[Haskell-cafe] appending an element to a list
Derek Elkins
derek.a.elkins at gmail.com
Wed Jun 11 21:09:52 EDT 2008
On Wed, 2008-06-11 at 17:18 -0700, Evan Laforge wrote:
> > Lets look at the actual reductions going on. To make the example easier,
> > I would like to use last instead of your complicated until. It shouldn't
> > make a difference.
>
> [ winds up doing twice as much work ]
>
> This was also my intuition. I had a function that built up a large
> output list by generating chunks and ++ them onto the output (e.g.
> basically concatMap). My intuition was that this would get gradually
> slower because each (++) implied a copy of the previous part of the
> list. So if I have another function consuming the eventual output it
> will get slower and slower because demanding an element will reduce
> the (++)s for each chunk, and copy the element 1000 times if I have
> appended 1000 chunks by now.
>
> So I switched to using DList, which has O(1) append. Then I ran
> timing on a list that wound up adding up a million or so chunks... and
> both versions were exactly the same speed (and -O2 gave both an
> equally big speed boost).
>
> In fact, when I try with a toy example, the DList using one is much
> slower than the concatMap using one, which I don't quite understand.
> Shouldn't concatMap be quite inefficient?

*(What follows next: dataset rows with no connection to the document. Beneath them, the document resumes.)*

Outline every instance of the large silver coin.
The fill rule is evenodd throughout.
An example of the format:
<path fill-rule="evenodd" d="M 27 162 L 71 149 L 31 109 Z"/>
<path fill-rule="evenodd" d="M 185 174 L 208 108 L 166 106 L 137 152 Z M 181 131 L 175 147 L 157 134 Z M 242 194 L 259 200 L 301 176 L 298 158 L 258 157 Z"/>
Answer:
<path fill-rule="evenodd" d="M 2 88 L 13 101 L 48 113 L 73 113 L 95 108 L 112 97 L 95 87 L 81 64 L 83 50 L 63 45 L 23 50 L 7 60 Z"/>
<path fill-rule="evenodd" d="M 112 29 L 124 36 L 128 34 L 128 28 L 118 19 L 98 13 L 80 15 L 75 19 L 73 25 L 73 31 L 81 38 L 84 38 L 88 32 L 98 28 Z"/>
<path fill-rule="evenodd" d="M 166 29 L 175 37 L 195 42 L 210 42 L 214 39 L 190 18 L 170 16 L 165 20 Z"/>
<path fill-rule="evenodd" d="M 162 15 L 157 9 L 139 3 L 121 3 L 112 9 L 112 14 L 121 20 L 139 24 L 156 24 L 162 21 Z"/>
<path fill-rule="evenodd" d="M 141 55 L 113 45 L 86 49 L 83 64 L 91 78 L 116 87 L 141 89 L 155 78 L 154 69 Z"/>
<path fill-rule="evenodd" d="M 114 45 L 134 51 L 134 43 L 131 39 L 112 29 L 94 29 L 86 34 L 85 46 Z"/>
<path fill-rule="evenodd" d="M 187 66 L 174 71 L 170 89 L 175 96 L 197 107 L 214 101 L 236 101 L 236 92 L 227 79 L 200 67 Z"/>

concatMap is very efficient. (++) isn't slow. Left associative uses of
(++) are slow. concatMap = foldr ((++) . f) []
>
> The program below gives me this output:
>
> 15000000
> 45.7416
> 15000000
> 110.2112
>
> -O2 brings both implementations to 45.
>
> Interestingly, if I call 't1' from ghci, it sucks up 1gb of memory and
> slows the system to a crawl until I kill it.. this is *after* it's
> computed a result and given me my prompt back... even if its somehow
> keeping the whole list around in some ghci variable (where?), isn't
> 1gb+ a lot even for 15m boxed Integers? And why does it continue to
> grow after the function has completed? The compiled version doesn't
> have this problem.
>
>
> import System.CPUTime
> import qualified Data.DList as DList
>
> dconcat_map f xs = DList.toList (DList.concat (map (DList.fromList . f) xs))
>
> mkchunk n = [n, n*2, n*3]
>
> main = do
> t1
> t2
>
> t1 = do
> let a = concatMap mkchunk [0..5000000]
> t <- getCPUTime
> print (last a)
> t2 <- getCPUTime
> print (fromIntegral (t2 - t) / fromIntegral cpuTimePrecision)
>
> t2 = do
> let a = dconcat_map mkchunk [0..5000000]
> t <- getCPUTime
> print (last a)
> t2 <- getCPUTime
> print (fromIntegral (t2 - t) / fromIntegral cpuTimePrecision)